Ce sont la formation, la supervision, l’éthique, le cadre et le travail sur soi
qui transforment une expérience de vie…
en 𝗮𝗰𝗰𝗼𝗺𝗽𝗮𝗴𝗻𝗲𝗺𝗲𝗻𝘁 𝗿𝗲𝘀𝗽𝗼𝗻𝘀𝗮𝗯𝗹𝗲.
Et c’est aussi cela, protéger les personnes que l’on accompagne.
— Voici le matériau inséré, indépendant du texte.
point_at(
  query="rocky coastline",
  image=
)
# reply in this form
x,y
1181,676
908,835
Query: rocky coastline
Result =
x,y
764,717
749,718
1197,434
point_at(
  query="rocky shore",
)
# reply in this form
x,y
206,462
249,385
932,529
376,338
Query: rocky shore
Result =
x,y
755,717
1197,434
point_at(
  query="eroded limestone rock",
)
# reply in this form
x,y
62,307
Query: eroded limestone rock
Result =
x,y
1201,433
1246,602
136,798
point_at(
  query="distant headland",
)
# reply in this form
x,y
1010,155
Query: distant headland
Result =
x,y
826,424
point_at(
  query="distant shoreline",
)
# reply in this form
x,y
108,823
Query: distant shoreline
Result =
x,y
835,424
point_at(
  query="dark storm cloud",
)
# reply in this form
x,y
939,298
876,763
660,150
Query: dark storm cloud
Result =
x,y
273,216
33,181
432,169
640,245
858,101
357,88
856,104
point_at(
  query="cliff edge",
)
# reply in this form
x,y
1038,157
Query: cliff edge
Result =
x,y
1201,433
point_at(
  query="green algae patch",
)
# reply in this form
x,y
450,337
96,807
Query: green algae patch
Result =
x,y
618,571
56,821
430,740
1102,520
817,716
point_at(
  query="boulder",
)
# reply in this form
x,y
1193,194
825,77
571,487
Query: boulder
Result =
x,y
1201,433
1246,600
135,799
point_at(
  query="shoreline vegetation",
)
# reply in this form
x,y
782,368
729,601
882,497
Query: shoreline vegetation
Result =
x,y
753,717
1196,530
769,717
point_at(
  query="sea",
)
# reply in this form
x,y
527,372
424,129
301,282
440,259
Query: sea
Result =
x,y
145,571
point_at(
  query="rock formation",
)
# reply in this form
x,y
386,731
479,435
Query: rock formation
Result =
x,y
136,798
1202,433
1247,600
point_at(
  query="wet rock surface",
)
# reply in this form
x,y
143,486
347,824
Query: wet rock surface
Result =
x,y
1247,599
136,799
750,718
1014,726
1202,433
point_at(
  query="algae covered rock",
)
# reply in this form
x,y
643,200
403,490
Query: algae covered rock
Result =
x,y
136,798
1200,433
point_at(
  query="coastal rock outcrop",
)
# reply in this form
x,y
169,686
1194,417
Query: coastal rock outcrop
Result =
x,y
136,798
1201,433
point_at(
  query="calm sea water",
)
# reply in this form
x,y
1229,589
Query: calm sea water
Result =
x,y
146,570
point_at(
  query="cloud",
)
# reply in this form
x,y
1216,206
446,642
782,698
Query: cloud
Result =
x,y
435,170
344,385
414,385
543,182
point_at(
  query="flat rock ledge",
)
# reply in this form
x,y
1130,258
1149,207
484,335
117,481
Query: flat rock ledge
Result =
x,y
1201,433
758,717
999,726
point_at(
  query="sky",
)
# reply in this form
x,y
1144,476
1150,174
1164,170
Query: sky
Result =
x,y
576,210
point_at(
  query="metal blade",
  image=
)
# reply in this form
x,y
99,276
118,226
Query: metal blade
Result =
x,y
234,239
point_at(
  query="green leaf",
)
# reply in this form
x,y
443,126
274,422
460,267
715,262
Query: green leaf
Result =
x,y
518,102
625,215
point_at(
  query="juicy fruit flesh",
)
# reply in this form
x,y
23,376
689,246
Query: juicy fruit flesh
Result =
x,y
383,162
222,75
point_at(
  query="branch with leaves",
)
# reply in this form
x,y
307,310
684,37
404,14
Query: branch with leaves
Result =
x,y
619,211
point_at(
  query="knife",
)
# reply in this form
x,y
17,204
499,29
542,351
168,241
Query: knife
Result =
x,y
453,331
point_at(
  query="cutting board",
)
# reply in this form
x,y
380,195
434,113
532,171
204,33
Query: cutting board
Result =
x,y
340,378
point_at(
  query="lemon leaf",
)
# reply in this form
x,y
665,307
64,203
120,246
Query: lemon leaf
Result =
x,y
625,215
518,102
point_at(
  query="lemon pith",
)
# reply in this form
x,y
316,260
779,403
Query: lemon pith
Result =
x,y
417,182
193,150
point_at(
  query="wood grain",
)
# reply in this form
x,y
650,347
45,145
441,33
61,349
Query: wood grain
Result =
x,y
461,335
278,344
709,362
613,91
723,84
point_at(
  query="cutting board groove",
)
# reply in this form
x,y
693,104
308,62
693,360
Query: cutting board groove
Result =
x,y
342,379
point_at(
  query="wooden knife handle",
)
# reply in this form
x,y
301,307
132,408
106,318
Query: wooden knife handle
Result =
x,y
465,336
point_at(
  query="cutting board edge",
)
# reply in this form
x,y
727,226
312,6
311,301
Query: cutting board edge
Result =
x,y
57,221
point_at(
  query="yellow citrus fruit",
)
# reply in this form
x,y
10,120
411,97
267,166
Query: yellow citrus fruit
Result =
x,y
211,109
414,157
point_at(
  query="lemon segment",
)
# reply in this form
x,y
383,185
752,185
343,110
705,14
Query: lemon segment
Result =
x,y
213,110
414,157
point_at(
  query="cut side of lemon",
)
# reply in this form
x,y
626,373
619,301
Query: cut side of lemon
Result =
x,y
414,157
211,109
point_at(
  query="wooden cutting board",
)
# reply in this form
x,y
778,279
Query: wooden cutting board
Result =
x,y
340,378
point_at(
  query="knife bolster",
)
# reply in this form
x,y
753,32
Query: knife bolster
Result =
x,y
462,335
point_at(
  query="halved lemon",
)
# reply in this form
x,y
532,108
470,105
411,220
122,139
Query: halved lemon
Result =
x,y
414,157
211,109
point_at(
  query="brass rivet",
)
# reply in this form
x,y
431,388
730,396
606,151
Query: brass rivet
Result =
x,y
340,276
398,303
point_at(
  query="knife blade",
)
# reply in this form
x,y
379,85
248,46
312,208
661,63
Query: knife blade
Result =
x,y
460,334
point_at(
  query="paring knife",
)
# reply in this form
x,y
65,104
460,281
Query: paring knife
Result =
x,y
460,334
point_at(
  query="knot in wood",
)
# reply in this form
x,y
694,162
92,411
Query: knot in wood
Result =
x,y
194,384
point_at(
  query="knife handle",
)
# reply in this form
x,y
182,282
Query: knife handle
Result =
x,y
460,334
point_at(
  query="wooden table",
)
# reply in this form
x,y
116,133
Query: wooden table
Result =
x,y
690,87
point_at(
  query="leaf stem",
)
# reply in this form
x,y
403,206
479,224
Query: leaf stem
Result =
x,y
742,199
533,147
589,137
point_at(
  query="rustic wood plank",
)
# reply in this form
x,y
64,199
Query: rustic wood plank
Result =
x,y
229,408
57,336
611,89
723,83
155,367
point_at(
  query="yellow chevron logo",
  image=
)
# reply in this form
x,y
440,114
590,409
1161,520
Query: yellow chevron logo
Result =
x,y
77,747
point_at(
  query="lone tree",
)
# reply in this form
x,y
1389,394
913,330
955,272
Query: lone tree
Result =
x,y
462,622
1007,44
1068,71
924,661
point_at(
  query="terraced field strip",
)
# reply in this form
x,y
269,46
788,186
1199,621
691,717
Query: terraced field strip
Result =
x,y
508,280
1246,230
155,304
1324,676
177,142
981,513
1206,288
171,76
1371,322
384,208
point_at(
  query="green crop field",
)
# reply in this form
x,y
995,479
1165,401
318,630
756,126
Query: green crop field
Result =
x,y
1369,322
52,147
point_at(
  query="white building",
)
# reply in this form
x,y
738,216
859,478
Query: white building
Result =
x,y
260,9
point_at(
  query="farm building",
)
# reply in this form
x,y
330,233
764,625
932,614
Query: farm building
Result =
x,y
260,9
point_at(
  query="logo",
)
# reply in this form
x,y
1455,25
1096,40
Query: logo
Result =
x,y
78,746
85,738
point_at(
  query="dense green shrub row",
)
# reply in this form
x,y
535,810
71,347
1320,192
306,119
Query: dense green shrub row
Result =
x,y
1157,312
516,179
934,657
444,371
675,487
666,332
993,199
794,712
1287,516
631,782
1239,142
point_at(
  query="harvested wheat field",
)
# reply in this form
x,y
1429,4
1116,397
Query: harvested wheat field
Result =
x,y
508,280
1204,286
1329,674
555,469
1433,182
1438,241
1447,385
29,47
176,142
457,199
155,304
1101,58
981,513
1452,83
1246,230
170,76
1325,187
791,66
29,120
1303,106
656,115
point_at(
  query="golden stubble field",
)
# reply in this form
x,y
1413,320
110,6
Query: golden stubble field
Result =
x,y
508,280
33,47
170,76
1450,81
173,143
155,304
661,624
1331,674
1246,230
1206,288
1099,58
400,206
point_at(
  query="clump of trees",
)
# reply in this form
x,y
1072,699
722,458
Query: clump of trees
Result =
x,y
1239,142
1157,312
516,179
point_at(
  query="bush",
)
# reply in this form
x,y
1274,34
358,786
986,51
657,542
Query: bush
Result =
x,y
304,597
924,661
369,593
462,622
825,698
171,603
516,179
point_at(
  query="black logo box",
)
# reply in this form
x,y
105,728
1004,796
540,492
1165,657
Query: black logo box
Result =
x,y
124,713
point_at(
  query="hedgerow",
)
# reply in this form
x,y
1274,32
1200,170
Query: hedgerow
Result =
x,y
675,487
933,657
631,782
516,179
👉 𝘈𝘷𝘢𝘯𝘵 𝘥𝘦 𝘷𝘰𝘶𝘴 𝘦𝘯𝘨𝘢𝘨𝘦𝘳 𝘥𝘢𝘯𝘴 𝘶𝘯 𝘢𝘤𝘤𝘰𝘮𝘱𝘢𝘨𝘯𝘦𝘮𝘦𝘯𝘵, 𝘰𝘴𝘦𝘻 𝘷𝘰𝘶𝘴 𝘪𝘯𝘧𝘰𝘳𝘮𝘦𝘳 𝘴𝘶𝘳 𝘭𝘦 𝘤𝘢𝘥𝘳𝘦, 𝘭𝘢 𝘧𝘰𝘳𝘮𝘢𝘵𝘪𝘰𝘯 𝘦𝘵 𝘭𝘢 𝘱𝘰𝘴𝘵𝘶𝘳𝘦 𝘥𝘦 𝘭𝘢 𝘱𝘦𝘳𝘴𝘰𝘯𝘯𝘦 𝘲𝘶𝘪 𝘷𝘰𝘶𝘴 𝘢𝘤𝘤𝘰𝘮𝘱𝘢𝘨𝘯𝘦.
👉 𝘝𝘰𝘵𝘳𝘦 𝘴é𝘤𝘶𝘳𝘪𝘵é é𝘮𝘰𝘵𝘪𝘰𝘯𝘯𝘦𝘭𝘭𝘦 𝘯’𝘦𝘴𝘵 𝘱𝘢𝘴 𝘯é𝘨𝘰𝘤𝘪𝘢𝘣𝘭𝘦.